When someone other than the defendant testifies as to the defendant's good character, the prosecution may ask if the witness was aware of specific bad acts committed by the defendant. This is permissible because the question is not asked to prove the defendant's character, but simply to impeach the credibility of the witness. However, one cannot use extrinsic evidence to prove that the witness is wrong about what they testify to, they must be taken at their word.
Another exception arises in criminal trials where the defendant introduces evidence of the character of the alleged crime victim, in order to show that the defendant acted in self defense. For example, if the defendant is on trial for battery of the victim, the defendant can introduce evidence that the victim has a reputation for violence, or that a witness has the opinion that the victim is a violent person, in order to show that the defendant actually acted in self defense. The prosecution may counter this by introducing similar evidence of the victim's peaceful nature, or by introducing similar evidence of the defendant's violent nature.

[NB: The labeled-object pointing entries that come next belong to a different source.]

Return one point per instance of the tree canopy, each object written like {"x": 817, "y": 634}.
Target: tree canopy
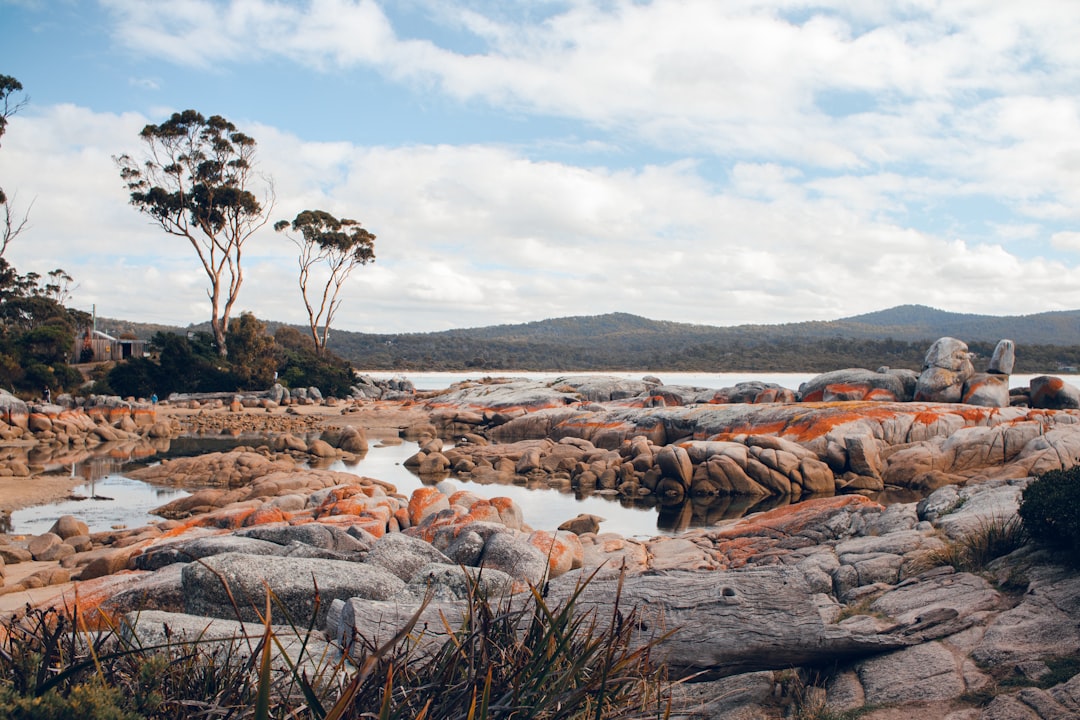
{"x": 194, "y": 180}
{"x": 337, "y": 246}
{"x": 11, "y": 225}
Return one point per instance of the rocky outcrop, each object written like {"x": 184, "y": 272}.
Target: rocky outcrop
{"x": 839, "y": 583}
{"x": 855, "y": 384}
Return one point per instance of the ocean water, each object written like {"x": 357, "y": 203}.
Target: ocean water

If I read this correctly, any attempt by DSK's team to attack the alleged victim or show DSK as a saint "opens the door".
This column is a heartfelt cry: Stop the fire! The DSK case and what it carries is killing political journalism. Some describe it as saving the lifting of the taboo sex and politics " , in reality it is murder. Not only the political journalist must defend himself against serious charges, but he no longer knows how to do his job. He became the casualty of this affair. So far the rule was clear: there was the public life and recounted that the privacy that preserved. But the dam was tripped: the politician became stalker, predator, if not more, and, by extension, the political journalist is suspected of passive complicity. "Oh, you know? It happens like that in policies? " And he must defend himself by recalling a few basic principles: respect for privacy, denial of the rumor and slander, presumption of innocence, facts, nothing but the facts, etc..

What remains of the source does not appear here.